I would have liked to make a post on Monday while my thoughts were more fresh on the weekend, but I didn't.
Friday morning we took off for a hike down an old Incan trail, being we had our first day off of the year that was called "spring break", a constant joke amongst the teachers. The hike started in the snow capped mountains of the Cordillera Real, a little bit to the southeast of Huayna Potosi. The morning sun glistened off the snow to create an atmosphere that instantaneously energized me, along with the fresh morning air that only mountains can offer. Part of me just wanted to sit and enjoy the beauty around me, watching the sparkling water run down the hillsides from the melting snow, the llamas make the slow but yet graceful journey up the mountains, and the valley below fill with a cold fog that would eventually journey upward. But I knew the distance I had ahead of me, and the time limit that the weekend imposed, so I regretfully but joyfully started down the trail.
Down the trail means DOWN the trail. Basically the whole hike is downwards, as it starts at about 4,600 meters and descends to about 1500 meters. Most people take 3 days to hike the trail, and that is what is recommended, but to me it was more advantageous to do it in two days, so that I could get back to La Paz on Sunday and study for the upcoming week of school. The trail, or el camino, amazed me very quickly. Within 6 hours, we had descended into a complete surrounding of green called the Yungas, or pre-jungle. Slick rocks from surrounding waterfulls cut accross the trail to create patterns that my feet magically found. Slipping here and there I managed to keep my balance and descend past villages where people's families have lived for centuries. They were always friendly as they saw us, and never ceased to give us false information on how much farther to the next pueblito. At about 6:30 on Friday night when we were all sore from the rough downhill, we set up camp by the river, ate, and talked for a few hours. Night passed rather quickly, and by 8 am we were all off again, this time a bit slower as our muscles and successfully and painfully tightened over the night. Others were a bit slower going down the slick path, and I found myself walking with a Bolivian and his two horses that were carrying supplies back from La Paz. He told me we only had about a half hour until the next pueblo, and I walked with him for another hour until we crossed it......where I said good-bye and waited for the others.
From there I realized how much longer we had. One of the girls had blisters the size of knuckles on her feet, and could not physically make it very long without stopping to ease the pain. The rest of the day was spent walking up and down this cut path in the mountainside, silently enjoying the beauty around us in the forms of birds, bugs, and the color green that marks the sign of life in the wild. We hiked in the darkness on Saturday night, slept a few hours, and finished off the journey early Sunday morning.
For me it was relaxing to walk in God's presence and hear Him speak through his creation. It always is. The trail was longer than I had expected, and what got me was the length that the Incans walked at one period of time. Their knowledge of the terrain must have been incredible, and their perseverance remarkable.
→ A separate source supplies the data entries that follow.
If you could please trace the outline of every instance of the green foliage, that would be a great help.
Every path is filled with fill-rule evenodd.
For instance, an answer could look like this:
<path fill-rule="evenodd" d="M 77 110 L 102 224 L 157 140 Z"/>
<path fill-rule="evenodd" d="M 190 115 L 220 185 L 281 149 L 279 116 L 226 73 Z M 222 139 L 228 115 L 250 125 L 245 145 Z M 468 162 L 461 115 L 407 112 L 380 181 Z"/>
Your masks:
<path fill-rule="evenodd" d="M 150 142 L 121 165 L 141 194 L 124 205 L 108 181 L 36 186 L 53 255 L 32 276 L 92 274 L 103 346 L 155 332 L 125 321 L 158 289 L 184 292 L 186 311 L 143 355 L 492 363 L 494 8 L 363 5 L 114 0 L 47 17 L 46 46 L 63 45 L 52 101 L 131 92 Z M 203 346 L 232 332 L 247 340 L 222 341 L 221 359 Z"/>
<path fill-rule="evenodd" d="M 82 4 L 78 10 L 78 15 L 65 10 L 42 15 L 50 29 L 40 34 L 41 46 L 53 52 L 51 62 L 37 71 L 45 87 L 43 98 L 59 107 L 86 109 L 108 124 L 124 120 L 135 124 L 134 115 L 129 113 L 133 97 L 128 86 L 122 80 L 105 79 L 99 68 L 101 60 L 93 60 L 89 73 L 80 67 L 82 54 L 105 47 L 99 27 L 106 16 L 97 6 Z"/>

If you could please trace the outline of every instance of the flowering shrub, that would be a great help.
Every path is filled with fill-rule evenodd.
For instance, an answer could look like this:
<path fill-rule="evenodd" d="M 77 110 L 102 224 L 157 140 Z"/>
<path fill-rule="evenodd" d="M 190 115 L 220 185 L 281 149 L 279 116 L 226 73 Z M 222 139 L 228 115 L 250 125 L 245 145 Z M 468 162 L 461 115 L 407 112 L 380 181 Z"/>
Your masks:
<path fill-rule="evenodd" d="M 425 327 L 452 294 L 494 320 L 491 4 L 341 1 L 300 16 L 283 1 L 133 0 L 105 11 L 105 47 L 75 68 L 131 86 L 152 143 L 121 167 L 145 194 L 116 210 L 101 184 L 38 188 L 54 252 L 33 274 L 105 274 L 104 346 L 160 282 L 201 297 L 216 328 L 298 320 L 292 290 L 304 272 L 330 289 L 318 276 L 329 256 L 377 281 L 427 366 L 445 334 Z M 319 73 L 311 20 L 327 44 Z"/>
The rivers they crossed without bridges, the downhill/uphill that their joints endured, or just the pure length of the trail. I could feel them on the trail, and see the roughness that they had to hike through. Though I could always understand how they did it. God had given them energy from the surroudings, in the forms of smooth white rocks cut by years of water, the shades that fell across the mountains as the sun set, or the birds that flew overhead with neon green wings and blue tails. It cleared my own mind of the thousands of things that pass through it in a given school week. I really only thought of one thing when in the beauty of God, and that was of God himself. There weren't any pressing issues or other focuses. How can there when you're seeing God in everything around you, and that's exactly how he designed us. He is in the stresses of everyday life, the pains and the joys of the heart, and the people we are serving.
I close with a quote I read on Ethan's Blog, by Dostoyevsky:
"Sometimes he longed to get away, to vanish from here altogether. He would have been positively glad to be in some gloomy, deserted place, only that he might be alone with his thoughts and no one might know where he was. Or at least to be at home in the verandah...to throw himself on the sofa and bury his head in the pillow, and to lie like that for a day and a night and another day. At moments he dreamed of mountains, and especially one familiar spot which he always liked to think of, a spot to which he had been fond of going and from which he used to look down on the village, on the waterfall gleaming like a white thread below, on the white clouds and the old ruined castle. Oh, how he longed to be there now, and to think of one thing!"